While South Africa runs a trade deficit with the rest of the world, its relations with neighbouring countries are increasingly profitable. Over the past two decades, the trade surplus with the rest of Africa has grown steadily, from just R6.3 billion in 1994 to R41bn last year, according to Shireen Darmalingam, an economist at Standard Bank.
In a report on trade with the continent, Darmalingam said: “A total of R123bn worth of exports made its way to the rest of the continent in 2012, compared with R8.9bn in 1994 and R98.8bn in 2008. The bulk of revenue was generated by machinery and mechanical appliances, which contributed R25bn of the total revenue. Exports of this category have historically been the highest-generating export category.”
She identified South Africa’s biggest markets on the continent as Zambia, Mozambique and Zimbabwe.
Exports to Zambia last year were worth just more than R20bn, with nearly 80 percent made up of machinery and mechanical appliances, base metals, chemical products, vehicles, aircraft and vessels, and mineral products.
Exports to Mozambique were valued at R18.9bn, with the biggest contribution, R4.7bn, coming from mineral products, she said. Zimbabwe bought goods worth R18.6bn, the major category being machinery and mechanical appliances to the value of R3.5bn, according to Darmalingam.

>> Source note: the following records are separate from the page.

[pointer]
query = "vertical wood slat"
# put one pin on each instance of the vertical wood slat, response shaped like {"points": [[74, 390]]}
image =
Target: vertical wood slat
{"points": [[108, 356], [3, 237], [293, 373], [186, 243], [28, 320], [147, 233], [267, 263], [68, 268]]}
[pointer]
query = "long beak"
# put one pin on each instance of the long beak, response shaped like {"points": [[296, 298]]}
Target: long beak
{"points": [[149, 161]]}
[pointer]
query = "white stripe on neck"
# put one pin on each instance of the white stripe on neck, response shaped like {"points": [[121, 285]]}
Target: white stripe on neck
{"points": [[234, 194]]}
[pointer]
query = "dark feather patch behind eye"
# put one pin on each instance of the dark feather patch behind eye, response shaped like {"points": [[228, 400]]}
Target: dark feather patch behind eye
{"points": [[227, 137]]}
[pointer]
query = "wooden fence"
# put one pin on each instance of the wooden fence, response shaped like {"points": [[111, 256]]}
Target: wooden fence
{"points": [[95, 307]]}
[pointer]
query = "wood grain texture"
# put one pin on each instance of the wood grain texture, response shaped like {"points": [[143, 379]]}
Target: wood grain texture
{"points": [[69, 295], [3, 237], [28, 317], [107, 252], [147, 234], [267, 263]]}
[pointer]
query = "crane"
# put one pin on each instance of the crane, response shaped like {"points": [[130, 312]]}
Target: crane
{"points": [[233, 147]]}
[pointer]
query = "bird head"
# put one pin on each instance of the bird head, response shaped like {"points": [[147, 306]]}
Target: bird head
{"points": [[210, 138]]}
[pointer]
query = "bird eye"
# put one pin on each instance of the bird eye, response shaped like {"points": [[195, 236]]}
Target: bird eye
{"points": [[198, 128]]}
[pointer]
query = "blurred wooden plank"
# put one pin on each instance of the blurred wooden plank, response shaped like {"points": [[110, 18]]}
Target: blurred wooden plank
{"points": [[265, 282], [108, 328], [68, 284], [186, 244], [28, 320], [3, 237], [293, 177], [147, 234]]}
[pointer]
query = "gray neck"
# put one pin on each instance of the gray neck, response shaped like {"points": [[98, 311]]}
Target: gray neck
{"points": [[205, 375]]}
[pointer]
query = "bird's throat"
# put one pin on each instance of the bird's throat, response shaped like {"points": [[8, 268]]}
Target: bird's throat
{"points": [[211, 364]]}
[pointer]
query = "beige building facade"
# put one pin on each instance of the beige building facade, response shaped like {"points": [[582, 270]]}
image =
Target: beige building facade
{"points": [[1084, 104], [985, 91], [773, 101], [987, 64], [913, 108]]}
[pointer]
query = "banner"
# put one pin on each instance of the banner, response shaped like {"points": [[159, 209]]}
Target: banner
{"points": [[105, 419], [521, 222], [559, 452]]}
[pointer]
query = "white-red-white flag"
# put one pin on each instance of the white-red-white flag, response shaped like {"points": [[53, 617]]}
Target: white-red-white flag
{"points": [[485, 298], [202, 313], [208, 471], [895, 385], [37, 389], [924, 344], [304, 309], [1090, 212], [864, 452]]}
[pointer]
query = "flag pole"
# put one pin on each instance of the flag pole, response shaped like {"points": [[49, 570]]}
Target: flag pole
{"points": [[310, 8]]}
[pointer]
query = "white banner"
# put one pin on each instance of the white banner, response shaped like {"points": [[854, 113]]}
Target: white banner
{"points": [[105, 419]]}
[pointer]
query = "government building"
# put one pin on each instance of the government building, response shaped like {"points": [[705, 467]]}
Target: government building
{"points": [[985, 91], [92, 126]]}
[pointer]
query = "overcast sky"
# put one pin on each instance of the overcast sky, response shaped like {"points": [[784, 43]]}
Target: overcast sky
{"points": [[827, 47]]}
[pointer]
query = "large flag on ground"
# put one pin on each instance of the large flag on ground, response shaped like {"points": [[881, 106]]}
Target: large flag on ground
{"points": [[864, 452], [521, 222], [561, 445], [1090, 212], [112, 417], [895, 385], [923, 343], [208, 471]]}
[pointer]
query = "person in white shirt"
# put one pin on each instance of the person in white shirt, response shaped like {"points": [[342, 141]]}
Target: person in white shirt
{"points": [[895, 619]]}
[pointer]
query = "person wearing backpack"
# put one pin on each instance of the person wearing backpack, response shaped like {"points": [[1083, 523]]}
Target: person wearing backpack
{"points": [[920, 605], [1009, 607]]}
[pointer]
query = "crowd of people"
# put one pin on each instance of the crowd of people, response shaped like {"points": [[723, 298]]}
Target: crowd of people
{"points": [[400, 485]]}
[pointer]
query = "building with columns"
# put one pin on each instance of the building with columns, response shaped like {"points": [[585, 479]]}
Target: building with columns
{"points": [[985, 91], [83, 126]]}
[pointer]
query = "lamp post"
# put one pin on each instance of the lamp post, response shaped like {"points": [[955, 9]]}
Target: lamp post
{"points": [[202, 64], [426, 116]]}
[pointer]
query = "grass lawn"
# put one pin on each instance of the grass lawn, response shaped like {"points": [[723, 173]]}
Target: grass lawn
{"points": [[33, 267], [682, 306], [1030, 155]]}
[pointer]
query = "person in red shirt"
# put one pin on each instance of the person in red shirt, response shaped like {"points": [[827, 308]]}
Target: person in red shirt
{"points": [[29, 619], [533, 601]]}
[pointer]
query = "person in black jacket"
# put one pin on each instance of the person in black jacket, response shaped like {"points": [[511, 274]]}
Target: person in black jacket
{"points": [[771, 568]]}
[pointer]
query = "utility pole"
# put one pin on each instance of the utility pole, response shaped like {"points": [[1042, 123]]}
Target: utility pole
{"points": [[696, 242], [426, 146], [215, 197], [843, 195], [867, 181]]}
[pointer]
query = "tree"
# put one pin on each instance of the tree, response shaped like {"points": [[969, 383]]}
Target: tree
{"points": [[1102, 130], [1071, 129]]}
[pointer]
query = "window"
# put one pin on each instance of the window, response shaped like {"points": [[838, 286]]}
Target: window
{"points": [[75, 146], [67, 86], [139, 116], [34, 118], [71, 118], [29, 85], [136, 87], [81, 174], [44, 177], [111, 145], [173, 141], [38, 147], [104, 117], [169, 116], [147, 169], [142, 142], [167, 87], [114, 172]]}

She noted that growth in exports to Africa had fluctuated in post-apartheid South Africa, with average annual growth from 1994 to last year at about 17.4 percent year on year.

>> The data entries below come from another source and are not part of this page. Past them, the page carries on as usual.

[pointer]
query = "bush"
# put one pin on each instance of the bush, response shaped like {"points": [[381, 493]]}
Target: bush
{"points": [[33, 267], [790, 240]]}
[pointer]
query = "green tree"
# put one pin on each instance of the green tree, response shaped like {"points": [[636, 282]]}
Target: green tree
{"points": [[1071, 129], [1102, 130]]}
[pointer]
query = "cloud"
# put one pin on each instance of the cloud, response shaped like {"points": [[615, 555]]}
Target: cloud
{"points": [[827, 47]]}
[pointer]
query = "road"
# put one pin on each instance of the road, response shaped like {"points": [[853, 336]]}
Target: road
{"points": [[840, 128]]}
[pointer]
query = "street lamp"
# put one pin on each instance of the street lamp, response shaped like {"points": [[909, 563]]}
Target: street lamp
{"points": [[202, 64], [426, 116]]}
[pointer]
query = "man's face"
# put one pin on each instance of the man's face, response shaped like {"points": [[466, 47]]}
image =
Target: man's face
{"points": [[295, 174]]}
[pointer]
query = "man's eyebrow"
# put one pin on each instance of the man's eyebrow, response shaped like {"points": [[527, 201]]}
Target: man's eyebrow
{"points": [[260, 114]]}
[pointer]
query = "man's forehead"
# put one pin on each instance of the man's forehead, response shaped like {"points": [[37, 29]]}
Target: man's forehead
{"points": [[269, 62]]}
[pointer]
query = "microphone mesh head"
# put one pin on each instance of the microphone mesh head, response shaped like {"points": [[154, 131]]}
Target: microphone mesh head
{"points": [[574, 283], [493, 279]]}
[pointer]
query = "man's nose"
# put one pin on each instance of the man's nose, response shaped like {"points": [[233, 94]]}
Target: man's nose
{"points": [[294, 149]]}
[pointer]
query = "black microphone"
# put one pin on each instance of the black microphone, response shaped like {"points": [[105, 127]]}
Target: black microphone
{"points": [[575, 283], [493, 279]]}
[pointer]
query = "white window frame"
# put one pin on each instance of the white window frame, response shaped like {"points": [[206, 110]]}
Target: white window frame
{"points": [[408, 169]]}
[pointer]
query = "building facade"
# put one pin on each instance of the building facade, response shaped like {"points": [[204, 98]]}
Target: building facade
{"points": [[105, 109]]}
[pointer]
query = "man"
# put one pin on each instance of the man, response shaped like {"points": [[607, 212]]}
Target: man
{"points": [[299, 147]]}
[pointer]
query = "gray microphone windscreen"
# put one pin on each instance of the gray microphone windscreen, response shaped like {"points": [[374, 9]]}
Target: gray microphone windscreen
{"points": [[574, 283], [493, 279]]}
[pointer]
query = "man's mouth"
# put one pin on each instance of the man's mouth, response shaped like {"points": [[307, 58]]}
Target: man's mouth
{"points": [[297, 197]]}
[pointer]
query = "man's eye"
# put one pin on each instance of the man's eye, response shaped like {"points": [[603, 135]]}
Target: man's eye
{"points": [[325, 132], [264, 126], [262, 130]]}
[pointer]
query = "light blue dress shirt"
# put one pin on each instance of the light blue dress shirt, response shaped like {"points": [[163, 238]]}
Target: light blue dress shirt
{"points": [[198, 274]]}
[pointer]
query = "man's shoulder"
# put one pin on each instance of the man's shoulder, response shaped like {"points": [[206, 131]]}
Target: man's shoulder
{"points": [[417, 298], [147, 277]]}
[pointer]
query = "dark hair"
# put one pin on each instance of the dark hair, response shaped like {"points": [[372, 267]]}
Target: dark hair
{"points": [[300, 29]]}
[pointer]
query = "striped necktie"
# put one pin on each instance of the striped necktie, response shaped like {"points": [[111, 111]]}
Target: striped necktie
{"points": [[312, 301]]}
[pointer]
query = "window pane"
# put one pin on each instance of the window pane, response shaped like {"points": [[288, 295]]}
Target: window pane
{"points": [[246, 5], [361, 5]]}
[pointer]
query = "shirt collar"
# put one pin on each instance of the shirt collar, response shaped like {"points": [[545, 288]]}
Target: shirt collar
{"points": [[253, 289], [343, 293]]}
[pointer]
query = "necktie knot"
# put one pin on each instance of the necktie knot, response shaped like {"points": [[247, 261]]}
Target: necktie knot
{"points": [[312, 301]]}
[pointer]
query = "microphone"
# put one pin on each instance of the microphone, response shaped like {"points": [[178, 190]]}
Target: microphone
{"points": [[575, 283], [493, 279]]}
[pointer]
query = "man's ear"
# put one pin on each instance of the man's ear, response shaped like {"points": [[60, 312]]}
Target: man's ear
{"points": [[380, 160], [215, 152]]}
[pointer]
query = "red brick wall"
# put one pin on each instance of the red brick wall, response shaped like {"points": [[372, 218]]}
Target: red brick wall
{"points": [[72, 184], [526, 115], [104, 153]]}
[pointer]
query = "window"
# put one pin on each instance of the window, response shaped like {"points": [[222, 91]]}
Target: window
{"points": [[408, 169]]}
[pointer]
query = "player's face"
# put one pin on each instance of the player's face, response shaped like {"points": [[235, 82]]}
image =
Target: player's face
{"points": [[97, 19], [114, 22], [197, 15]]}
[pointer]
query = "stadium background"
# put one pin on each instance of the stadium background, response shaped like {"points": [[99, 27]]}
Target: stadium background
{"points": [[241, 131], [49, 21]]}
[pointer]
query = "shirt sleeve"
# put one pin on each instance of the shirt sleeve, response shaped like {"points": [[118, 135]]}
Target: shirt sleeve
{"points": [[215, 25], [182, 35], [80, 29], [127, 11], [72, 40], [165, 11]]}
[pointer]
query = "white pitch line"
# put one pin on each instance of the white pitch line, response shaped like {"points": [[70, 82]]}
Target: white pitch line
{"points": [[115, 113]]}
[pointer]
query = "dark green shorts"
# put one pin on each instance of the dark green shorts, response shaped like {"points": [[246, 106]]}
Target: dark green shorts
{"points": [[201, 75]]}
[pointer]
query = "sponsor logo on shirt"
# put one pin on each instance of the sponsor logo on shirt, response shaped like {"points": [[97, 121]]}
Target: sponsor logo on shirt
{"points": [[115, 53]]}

“Import growth from Africa has also been stellar, with growth averaging 26.7 percent in the period 1994 to 2012.”
She noted South Africa’s import footprint in Africa had changed significantly over the past two decades.
“In 1994, 2 percent of total imports originated from Africa. This increased to 12 percent in 2012. In 1994, Zimbabwe was the largest import partner, with 40 percent of [African] imports originating from this country, followed by the Democratic Republic of Congo (14 percent), Malawi (7.5 percent) and Ivory Coast (5 percent).
“By 2000, Nigeria moved into second place, followed by Mozambique and Zambia. By 2012, more than one-third of imports from Africa came from Nigeria, while imports from Angola increased from 1.5 percent in 2000 to 29 percent in 2012. Zimbabwe’s contribution to the import basket fell to below 5 percent in 2012. The top five countries (including Mozambique and Zambia) account for close to 87 percent of total imports from Africa.”
Darmalingam put the total import bill with Africa last year at R82.4bn from “a mere R4.4bn in 2000, and R2.5bn in 1994”.
“The picture in 1994 was starkly different. The import bill was mainly driven by precious and semi-precious metals and stones, textiles, prepared foodstuffs and vegetable products. Base metals and mineral products also featured among the top 10 commodities in 1994.
“In 2000, mineral products dominated the import bill, accounting for close to 40 percent of the total bill. The top 10 import categories accounted for 89 percent of the bill.”
Data from the SA Revenue Service last month showed exports to Africa rose 21 percent to nearly R69bn in the first half of this year, while imports soared 29 percent to R46.8bn.
Bilateral trade with Africa from January to June thus amounted to R115.7bn.